In response to this concern, the IRS and Treasury issued proposed regulations (REG-151416-06) in October 2014 in an attempt to provide clarity to this complex area. 731 provide the general rules governing the recognition of gain or loss on distributions from partnerships to their partners. 751, however, supersedes the general stipulations of Sec. Under the current regulations, the application of Sec.
751(b) hinges on the gross value of the partnership’s assets, focusing on a given partner’s share in all partnership assets, as opposed to the partner’s allocable share of the unrealized gain or loss in the property.
The regulations being proposed under IRC Secs 13 provide the particulars of adjustments to stock basis and distributions to S corporation stockholders.
The proposals list an ordering rule for the adjustment, either increases or decreases, of stock basis.
But do you really understand why you should never put real estate into a corporation?
Taxpayers have long sought mechanisms to “cash out” their corporate and partnership interests while paying as little tax as possible.
This mainly occurs during voluntary liquidations of solvent corporations.
However, in case all debts to creditors have been fully satisfied, there is a surplus left to divide among equity-holders.

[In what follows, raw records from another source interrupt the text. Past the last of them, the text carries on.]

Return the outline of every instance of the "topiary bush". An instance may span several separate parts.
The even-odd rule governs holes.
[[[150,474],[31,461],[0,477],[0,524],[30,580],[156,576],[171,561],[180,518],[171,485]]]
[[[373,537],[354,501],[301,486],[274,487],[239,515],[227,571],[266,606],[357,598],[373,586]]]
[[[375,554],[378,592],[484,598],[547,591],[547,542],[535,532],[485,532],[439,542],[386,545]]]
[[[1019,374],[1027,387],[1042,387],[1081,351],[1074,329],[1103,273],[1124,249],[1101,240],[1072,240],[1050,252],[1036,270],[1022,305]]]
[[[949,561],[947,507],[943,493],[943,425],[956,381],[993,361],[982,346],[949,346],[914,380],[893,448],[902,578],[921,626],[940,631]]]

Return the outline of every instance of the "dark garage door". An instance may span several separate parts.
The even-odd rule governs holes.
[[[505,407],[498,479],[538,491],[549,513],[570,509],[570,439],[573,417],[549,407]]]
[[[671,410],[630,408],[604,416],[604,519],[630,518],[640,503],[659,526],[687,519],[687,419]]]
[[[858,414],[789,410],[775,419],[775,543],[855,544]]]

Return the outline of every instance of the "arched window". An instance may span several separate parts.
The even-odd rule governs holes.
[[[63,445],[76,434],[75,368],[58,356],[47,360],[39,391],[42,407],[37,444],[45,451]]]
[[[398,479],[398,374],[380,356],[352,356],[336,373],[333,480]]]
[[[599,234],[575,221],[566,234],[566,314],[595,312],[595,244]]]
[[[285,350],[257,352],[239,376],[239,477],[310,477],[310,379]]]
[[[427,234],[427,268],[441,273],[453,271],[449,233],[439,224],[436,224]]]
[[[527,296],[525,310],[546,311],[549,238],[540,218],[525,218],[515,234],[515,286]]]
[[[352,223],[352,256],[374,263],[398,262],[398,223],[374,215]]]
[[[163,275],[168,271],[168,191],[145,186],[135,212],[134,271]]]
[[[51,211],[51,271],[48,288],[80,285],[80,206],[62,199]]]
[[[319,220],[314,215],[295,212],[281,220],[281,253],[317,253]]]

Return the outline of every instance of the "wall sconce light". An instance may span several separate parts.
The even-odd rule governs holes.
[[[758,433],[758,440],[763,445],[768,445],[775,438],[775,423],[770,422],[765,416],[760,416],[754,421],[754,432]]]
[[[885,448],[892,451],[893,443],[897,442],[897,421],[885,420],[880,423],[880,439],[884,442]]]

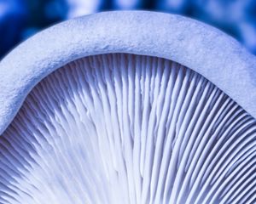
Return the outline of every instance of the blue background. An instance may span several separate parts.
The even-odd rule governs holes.
[[[179,14],[221,29],[256,54],[256,0],[0,0],[0,59],[53,24],[106,10]]]

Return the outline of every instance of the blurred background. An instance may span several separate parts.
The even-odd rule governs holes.
[[[219,28],[256,54],[256,0],[0,0],[0,60],[57,22],[106,10],[178,14]]]

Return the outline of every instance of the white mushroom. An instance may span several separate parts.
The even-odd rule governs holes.
[[[253,203],[255,62],[165,14],[36,35],[0,63],[0,202]]]

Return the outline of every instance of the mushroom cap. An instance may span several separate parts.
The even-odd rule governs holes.
[[[0,133],[44,76],[89,55],[125,53],[180,63],[201,74],[256,116],[256,58],[218,30],[179,15],[115,11],[54,26],[0,63]]]

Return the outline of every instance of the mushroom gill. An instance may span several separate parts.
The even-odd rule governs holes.
[[[0,137],[1,203],[253,203],[256,122],[157,57],[76,60],[30,92]]]

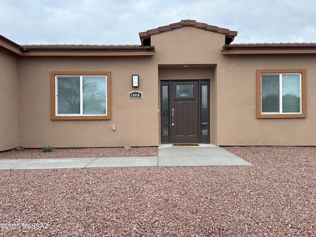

Sometimes in life, when faced with a given situation, we say things simply as a matter of reflex. ” “You have a lovely home here.” “You’re a great gal, I’ll call you sometime. Take, for example, the client who contemplates the type of entity that should be used to hold a piece of real estate.
For most tax practitioners, this would elicit the following Pavolovian reaction: “You should NEVER put real estate inside a corporation.” And while there are very few NEVERS in the tax world, this one is pretty darn accurate.
The aversion of most taxpayers to doing business as a C corporation was attributable to the possibility of suffering a fate worse than death: DOUBLE TAXATION.
Double taxation is the hallmark of the subchapter C regime.